In all honesty, and in light of prior discussions on this subject
here, the title should really be "16-Year-Old DISCOVERS
Plastic-Eating Bacteria", as opposed to
"engineers".
He didn't make it, he isolated it from samples found in the
wild.
16-Year-Old Engineers Plastic-Eating Bacteria
A 16-year-old kid in Canada, Daniel Burd, followed through on a remarkably intuitive and extremely scientific set of experiements- to find a bacteria that is EXTREMELY effective in eating those stupid thin-film polyethylene bags that are a large part of the non-recycleable litter in first world nations.
The Register (who else) is a wonderful article that also references phage-therapy antibacterial methods and the lack of this story on the BBC, heralds young Daniel Burd's discovery as one heck of an eco-discovery.
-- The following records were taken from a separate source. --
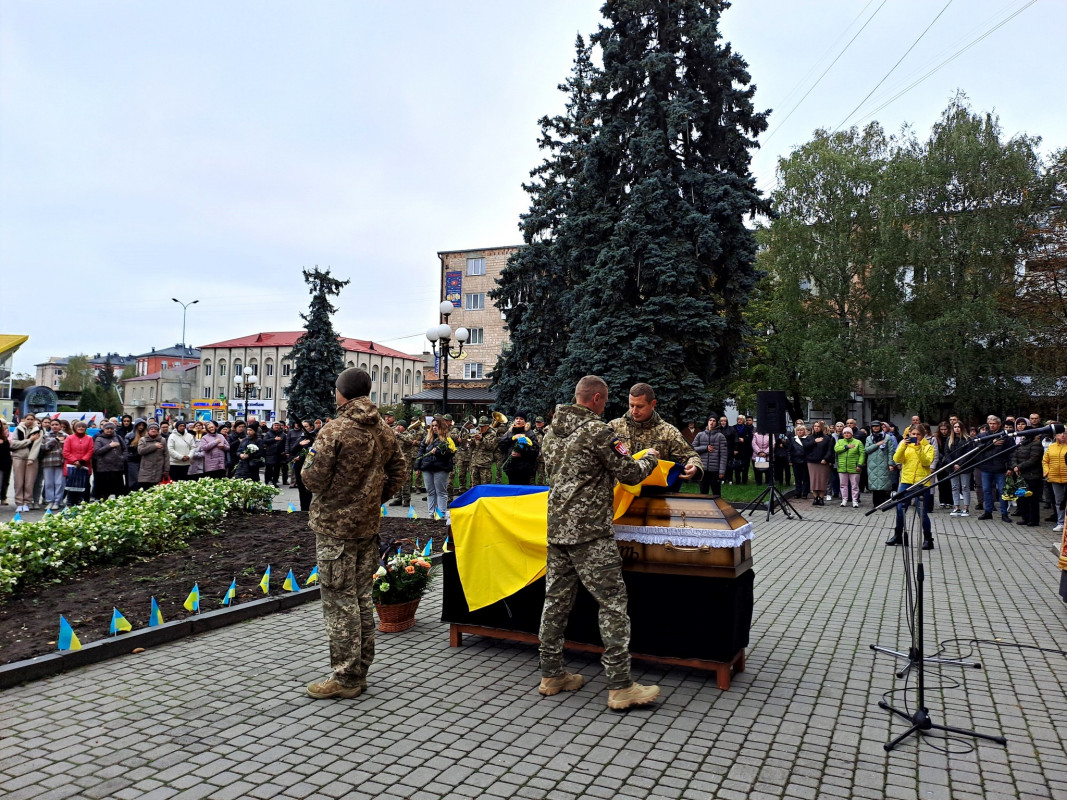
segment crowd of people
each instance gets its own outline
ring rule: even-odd
[[[300,466],[322,425],[124,415],[90,431],[83,421],[26,414],[10,430],[0,419],[0,505],[8,505],[9,487],[16,511],[57,511],[170,481],[236,477],[295,486],[306,511],[311,493]]]

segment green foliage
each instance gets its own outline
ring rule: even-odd
[[[724,6],[619,0],[578,41],[563,116],[541,122],[545,162],[526,186],[529,247],[494,299],[511,350],[501,404],[544,411],[601,375],[608,411],[651,383],[668,419],[699,417],[733,367],[756,284],[744,217],[769,215],[749,148],[766,128],[744,60],[719,34]]]
[[[136,364],[127,364],[123,368],[122,377],[119,378],[119,380],[123,380],[124,381],[127,378],[136,378],[136,377],[137,377],[137,365]]]
[[[288,358],[293,361],[289,384],[289,413],[298,420],[325,419],[337,408],[334,382],[345,367],[345,351],[333,329],[331,315],[337,309],[330,302],[349,281],[330,275],[330,270],[303,270],[304,282],[311,291],[311,306],[304,320],[304,335],[293,346]]]
[[[417,553],[397,553],[374,573],[374,602],[399,605],[422,597],[433,585],[437,570]]]
[[[0,596],[93,564],[180,550],[233,510],[269,510],[277,493],[245,480],[180,481],[0,525]]]
[[[78,398],[78,411],[100,411],[103,402],[100,386],[90,383],[82,389],[81,397]]]
[[[89,366],[86,356],[71,356],[63,369],[63,378],[59,382],[61,392],[80,392],[95,382],[96,370]]]

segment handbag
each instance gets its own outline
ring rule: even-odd
[[[73,464],[67,467],[68,492],[84,492],[89,489],[89,470],[85,467],[76,467]]]
[[[763,456],[756,456],[752,459],[752,469],[769,469],[770,466],[770,462]]]

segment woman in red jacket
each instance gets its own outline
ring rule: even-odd
[[[67,505],[76,506],[89,494],[93,471],[93,437],[81,420],[74,423],[74,435],[63,442],[63,463],[67,466]],[[73,469],[71,469],[73,467]]]

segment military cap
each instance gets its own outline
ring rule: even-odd
[[[535,417],[534,418],[534,422],[544,422],[544,421],[545,421],[544,417]]]
[[[443,417],[441,417],[441,419],[443,419],[445,422],[451,422],[452,421],[452,415],[451,414],[445,414]]]
[[[408,421],[406,419],[398,419],[396,421],[396,424],[397,425],[402,425],[403,427],[406,428],[408,426]]]
[[[478,424],[479,425],[488,425],[489,424],[489,417],[478,417]]]

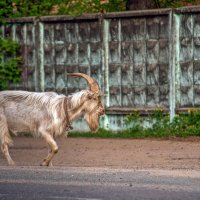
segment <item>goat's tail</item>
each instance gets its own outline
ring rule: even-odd
[[[13,144],[13,140],[9,134],[6,119],[4,119],[2,116],[0,116],[0,144]]]

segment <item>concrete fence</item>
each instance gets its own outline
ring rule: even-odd
[[[200,105],[200,7],[9,19],[2,36],[21,44],[22,82],[11,89],[70,94],[86,82],[104,92],[102,127],[124,128],[124,116],[176,112]],[[82,120],[75,124],[86,129]]]

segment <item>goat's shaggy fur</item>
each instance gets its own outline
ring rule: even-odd
[[[14,134],[31,132],[35,136],[41,136],[40,128],[45,126],[56,137],[66,129],[68,113],[67,97],[64,95],[53,92],[3,91],[0,92],[0,105],[1,119],[6,117],[7,121],[0,127],[9,127],[9,131]],[[1,138],[1,143],[3,142],[4,139]]]

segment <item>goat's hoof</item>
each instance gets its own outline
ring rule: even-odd
[[[49,163],[46,162],[46,161],[43,161],[43,162],[40,164],[40,166],[49,166]]]
[[[47,163],[41,163],[40,166],[44,167],[44,166],[48,166],[48,164]]]
[[[15,162],[14,161],[9,161],[8,165],[9,166],[15,166]]]

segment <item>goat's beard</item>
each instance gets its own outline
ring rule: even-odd
[[[95,132],[99,127],[98,113],[90,113],[85,115],[85,120],[92,132]]]

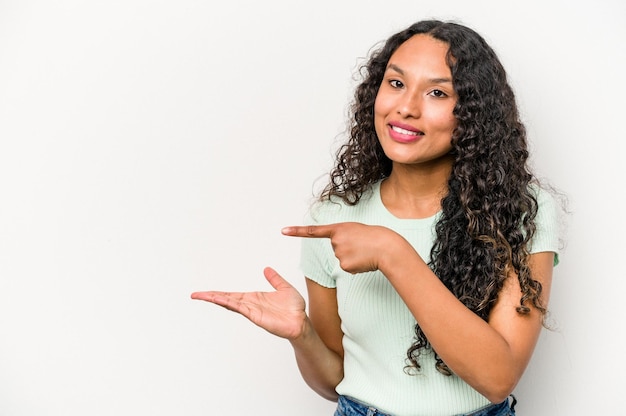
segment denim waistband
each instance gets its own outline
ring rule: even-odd
[[[334,416],[392,416],[352,397],[339,396]]]
[[[507,398],[502,403],[490,404],[482,409],[475,410],[471,413],[463,413],[457,416],[515,416],[515,404],[517,399],[512,394],[510,395],[512,401],[509,404]]]
[[[456,416],[505,416],[515,415],[515,404],[517,400],[515,396],[511,395],[511,403],[509,400],[504,400],[502,403],[490,404],[481,409],[475,410],[471,413],[463,413]],[[362,403],[352,397],[339,396],[337,403],[337,410],[334,416],[393,416],[389,413],[384,413],[381,410]]]

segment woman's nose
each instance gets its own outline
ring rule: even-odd
[[[404,94],[398,103],[398,114],[402,117],[420,117],[422,114],[422,98],[420,95]]]

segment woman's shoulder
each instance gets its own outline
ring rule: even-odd
[[[563,241],[565,196],[547,185],[533,184],[531,189],[537,200],[536,231],[531,252],[553,251],[556,265]]]
[[[538,215],[558,216],[562,202],[561,194],[550,186],[532,183],[530,185],[532,195],[537,200]]]
[[[311,223],[316,224],[355,221],[364,213],[376,209],[377,192],[378,184],[374,184],[354,204],[337,195],[317,200],[309,208],[308,218]]]

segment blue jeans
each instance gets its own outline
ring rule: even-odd
[[[511,395],[513,402],[509,404],[509,400],[505,400],[502,403],[492,404],[482,409],[476,410],[472,413],[466,413],[464,415],[457,416],[515,416],[515,397]],[[339,396],[337,402],[337,410],[334,416],[392,416],[388,413],[383,413],[375,407],[368,406],[364,403],[360,403],[352,398],[346,396]]]

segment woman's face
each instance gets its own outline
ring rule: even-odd
[[[378,140],[394,164],[449,160],[457,95],[446,63],[448,45],[415,35],[391,55],[374,104]],[[448,162],[449,163],[449,162]]]

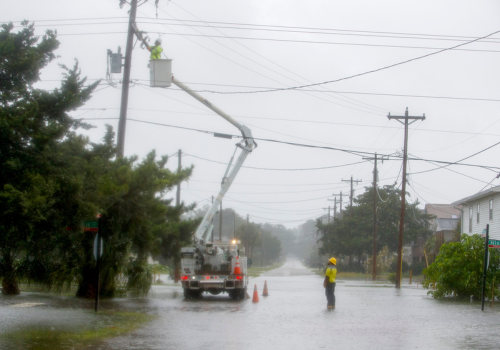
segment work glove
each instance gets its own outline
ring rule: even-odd
[[[323,282],[323,288],[326,288],[326,282]]]

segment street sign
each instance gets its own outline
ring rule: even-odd
[[[489,239],[488,240],[488,248],[500,248],[500,240]]]
[[[97,260],[97,237],[99,237],[99,235],[95,235],[95,239],[94,239],[94,258]],[[100,242],[100,246],[99,246],[99,258],[102,256],[102,250],[103,250],[103,247],[104,247],[104,242],[102,241],[102,238],[101,238],[101,242]]]
[[[99,230],[99,223],[97,221],[84,221],[83,231],[84,232],[97,232]]]
[[[481,238],[484,238],[486,237],[486,229],[483,230],[483,232],[481,232]]]

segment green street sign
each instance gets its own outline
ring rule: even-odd
[[[83,231],[84,232],[97,232],[99,230],[99,223],[97,221],[84,221]]]
[[[488,248],[500,248],[500,240],[489,239],[488,240]]]
[[[484,229],[482,232],[481,232],[481,238],[484,238],[486,237],[486,229]]]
He's achieved (admittedly in the lab, under controlled conditions similar to a homebrewer making beer) an amazing 42% reduction in weight of plastic over 6 weeks. Based on this, he reckons that anybody can have a 5 gallon METAL bucket of these buggies or three, and break down the bags at home- with each bag disappearing within 3 months of depositing in the fermenter.
Of course, one could point out that this 16-year-old probably didn't use proper isolation techniques to keep his buggies out of the environment - but all the strains he worked with he found in the local landfill to begin with, and he did, after all, keep them in a sealed container for the first 6 weeks while feeding them ONLY garbage bags to isolate the final four strains.